En fait l’Afghanistan reste fondamentalement ce qu’il a toujours été : un pays où seigneurs de la guerre et chefs tribaux affirment leur pouvoir, s’opposent ou s’allient au gré des circonstances. Le pouvoir central y reste structurellement faible et la population essaie de vivre, voire de survivre, au milieu de turbulences et de violences dont elles sont les principales victimes.

Ainsi pour les pays de l’OTAN, la question reste inchangée. Comment se retirer  en évitant que l’Afghanistan ne devienne à nouveau un refuge des mouvements radicaux qui retrouveraient ainsi une base à la fois de repli, d’entraînement et de projection pour des actions terroristes menaçant  pays voisins ou lointains ?

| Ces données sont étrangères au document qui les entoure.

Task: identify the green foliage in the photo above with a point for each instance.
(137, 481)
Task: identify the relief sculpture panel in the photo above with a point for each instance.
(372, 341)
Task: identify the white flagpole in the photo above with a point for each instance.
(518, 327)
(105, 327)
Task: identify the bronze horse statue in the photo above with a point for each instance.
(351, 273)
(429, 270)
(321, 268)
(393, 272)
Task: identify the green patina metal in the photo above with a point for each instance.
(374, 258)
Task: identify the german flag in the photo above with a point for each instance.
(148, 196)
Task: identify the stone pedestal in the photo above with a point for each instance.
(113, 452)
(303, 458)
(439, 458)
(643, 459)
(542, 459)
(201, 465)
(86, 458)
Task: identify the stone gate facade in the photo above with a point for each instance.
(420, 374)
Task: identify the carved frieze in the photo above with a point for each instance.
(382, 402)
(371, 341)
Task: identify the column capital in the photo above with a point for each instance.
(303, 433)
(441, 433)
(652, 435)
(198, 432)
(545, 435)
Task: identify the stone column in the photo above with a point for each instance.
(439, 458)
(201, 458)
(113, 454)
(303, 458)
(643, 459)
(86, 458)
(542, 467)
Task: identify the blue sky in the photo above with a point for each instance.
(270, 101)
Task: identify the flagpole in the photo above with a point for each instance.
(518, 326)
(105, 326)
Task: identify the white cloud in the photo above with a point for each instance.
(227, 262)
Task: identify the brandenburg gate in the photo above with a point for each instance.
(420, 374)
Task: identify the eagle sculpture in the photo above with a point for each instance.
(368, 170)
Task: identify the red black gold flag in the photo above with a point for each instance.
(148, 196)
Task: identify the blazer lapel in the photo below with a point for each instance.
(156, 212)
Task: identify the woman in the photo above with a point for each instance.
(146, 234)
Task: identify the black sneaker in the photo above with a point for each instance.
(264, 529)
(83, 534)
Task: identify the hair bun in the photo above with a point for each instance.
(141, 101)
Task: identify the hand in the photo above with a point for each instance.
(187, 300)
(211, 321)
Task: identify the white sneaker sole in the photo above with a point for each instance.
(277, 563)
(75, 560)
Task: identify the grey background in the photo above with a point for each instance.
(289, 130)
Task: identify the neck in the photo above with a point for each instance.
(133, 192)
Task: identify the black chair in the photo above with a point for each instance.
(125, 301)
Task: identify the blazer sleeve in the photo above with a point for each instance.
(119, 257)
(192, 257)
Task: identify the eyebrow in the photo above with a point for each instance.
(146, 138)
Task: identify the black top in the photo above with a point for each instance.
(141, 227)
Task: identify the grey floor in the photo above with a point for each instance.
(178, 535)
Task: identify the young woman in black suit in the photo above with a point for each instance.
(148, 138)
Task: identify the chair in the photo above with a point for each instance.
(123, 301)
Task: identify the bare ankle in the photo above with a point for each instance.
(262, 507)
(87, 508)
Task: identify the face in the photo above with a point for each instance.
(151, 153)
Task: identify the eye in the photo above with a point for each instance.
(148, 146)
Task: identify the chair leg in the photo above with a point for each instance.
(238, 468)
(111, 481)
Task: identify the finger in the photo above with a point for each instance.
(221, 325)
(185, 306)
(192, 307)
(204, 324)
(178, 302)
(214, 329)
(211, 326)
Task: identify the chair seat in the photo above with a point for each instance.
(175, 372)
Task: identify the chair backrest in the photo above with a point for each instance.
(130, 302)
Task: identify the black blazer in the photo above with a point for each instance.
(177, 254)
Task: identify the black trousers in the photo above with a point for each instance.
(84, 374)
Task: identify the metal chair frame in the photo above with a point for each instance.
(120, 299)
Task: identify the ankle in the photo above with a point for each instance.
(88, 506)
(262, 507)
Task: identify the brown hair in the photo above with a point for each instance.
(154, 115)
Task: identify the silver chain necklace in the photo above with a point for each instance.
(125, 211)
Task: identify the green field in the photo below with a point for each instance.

Lors d’un récent colloque tenu à Paris à l’initiative de la Fondation Jean Jaurès, Hubert Védrine estimait qu’il fallait «rester pour des raisons de vigilance aussi longtemps que nécessaire». Est-ce que cet objectif pourra encore être longtemps accepté par des opinions qui acceptent de moins en moins le coût financier et humain d’un engagement militaire incertain ? Telle est en effet la  question  fondamentale. Une seule chose est certaine : l’année 2010 s’annonce difficile.

(Publié le 26 février 2010)

Denis Bauchard

Denis Bauchard

Ancien diplomate, Denis Bauchard a effectué une grande partie de sa carrière au Moyen Orient ou à traiter des affaires de cette région au Ministère des Affaires étrangères. Il a été ambassadeur en Jordanie (1989-1993), puis directeur pour l’Afrique du Nord et le Moyen-Orient (1993-1996), directeur du cabinet du ministre des Affaires étrangères, Hervé de Charrette (1996-1997) et ambassadeur au Canada (1998-2001).

Après avoir été président de l’Institut du Monde arabe (2002-2004), il est aujourd’hui consultant, notamment auprès de l’Institut français des relations internationales (IFRI). Il est l’auteur de nombreux articles et études, consultables sur le site de l’IFRI.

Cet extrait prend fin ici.